A shortleaf pine has the ability to grow quite large, as the Missouri Botanical Gardens site declares that specimens in the 140-foot tall range are under documentation. The average height of this tree is much smaller though, with the cultivated pines for lumber and pulpwood in the 50- to 60-foot high range and wild shortleaf pines often approaching 100 feet. The trunk diameter of the largest specimens easily exceeds 3 feet.
Needles and Cones
The needles on a shortleaf pine tree are thin and flexible. The needles are evergreen and occur in bundles of twos, with bundles of threes appearing on occasion. The needles are anywhere from 2.75 to 4.5 inches in length. Their color is a dark bluish-green tint. The scientific name “echinata” translates into prickly, but this refers to the scales on the tree’s pinecones and not to the needles. The cones are up to 2.5 inches long and have a cylindrical look, with the brown cones not developing until the pine is at least 20 years old.

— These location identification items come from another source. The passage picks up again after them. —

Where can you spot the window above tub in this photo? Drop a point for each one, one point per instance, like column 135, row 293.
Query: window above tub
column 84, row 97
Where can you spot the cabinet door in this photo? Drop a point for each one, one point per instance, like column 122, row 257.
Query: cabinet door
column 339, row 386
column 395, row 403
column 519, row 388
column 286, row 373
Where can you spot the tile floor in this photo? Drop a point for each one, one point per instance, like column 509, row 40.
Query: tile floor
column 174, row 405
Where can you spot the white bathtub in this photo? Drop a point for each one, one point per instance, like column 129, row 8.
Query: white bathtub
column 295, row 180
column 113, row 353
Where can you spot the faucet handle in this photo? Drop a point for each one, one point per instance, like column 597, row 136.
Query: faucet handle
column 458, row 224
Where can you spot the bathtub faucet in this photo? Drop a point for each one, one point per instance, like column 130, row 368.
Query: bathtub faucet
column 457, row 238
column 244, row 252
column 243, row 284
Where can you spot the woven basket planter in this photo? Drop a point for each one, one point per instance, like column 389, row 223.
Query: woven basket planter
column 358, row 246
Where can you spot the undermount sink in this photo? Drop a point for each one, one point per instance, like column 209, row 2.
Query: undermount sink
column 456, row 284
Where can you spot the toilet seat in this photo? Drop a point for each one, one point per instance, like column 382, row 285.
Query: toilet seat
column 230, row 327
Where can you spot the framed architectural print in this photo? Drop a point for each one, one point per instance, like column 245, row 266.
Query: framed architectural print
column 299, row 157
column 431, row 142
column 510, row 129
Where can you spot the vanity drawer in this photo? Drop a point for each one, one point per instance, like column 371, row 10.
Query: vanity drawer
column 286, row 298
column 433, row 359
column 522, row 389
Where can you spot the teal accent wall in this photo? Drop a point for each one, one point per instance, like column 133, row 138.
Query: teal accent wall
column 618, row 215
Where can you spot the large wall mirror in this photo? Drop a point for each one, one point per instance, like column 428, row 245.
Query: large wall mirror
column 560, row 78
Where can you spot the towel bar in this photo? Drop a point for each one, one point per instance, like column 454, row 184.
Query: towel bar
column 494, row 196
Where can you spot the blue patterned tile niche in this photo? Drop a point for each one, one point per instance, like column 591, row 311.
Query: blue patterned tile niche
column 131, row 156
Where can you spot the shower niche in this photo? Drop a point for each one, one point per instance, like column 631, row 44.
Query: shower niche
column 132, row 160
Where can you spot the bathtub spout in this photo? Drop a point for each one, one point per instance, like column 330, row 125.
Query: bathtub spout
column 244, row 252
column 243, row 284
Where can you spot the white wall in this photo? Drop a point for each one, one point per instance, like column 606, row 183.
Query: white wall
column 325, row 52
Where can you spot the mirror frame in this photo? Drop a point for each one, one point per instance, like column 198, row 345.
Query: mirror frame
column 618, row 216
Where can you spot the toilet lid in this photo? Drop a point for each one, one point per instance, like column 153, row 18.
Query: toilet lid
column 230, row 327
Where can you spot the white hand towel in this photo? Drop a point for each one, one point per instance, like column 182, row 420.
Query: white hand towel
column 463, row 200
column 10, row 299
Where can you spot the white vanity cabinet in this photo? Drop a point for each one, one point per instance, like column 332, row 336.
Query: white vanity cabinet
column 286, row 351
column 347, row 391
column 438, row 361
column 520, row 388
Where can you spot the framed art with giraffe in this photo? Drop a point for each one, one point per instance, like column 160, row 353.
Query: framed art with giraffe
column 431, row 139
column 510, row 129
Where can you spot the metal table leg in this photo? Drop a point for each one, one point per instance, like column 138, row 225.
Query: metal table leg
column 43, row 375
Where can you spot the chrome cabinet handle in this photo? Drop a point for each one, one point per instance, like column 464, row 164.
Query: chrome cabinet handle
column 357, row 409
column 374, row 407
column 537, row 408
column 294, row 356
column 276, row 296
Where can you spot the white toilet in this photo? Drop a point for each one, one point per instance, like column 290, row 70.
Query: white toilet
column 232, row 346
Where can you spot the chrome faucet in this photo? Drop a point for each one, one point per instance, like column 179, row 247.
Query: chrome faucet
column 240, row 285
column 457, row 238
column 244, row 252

Shortleaf Growing Conditions
You will have little trouble growing a shortleaf pine, even in dry soils. Put a shortleaf pine in full sun where the ground drains well and it will establish itself. The species can survive in a lightly shades location. Although this pine grows best in sandy loam, it can grow in other types of soils. Give up any ideas of finding an established shortleaf pine in the wild and digging it up for your home; these trees have a very deep taproot that prevents you from doing so.
Health Threats of Shortleaf
The taproot of the shortleaf pine helps it to stand firm in the face of heavy winds. However, ice storms are another matter, as this tree will feel the effects of such weather. Ice forming on the branches can snap off several limbs. There are some significant insect pests of the shortleaf pine, with the Nantucket pine moth’s larvae and those of the redheaded pine sawfly among the worst. Root rot and an ailment known as littleleaf disease, which affects the needles, are the two biggest threats to shortleaf pine among diseases.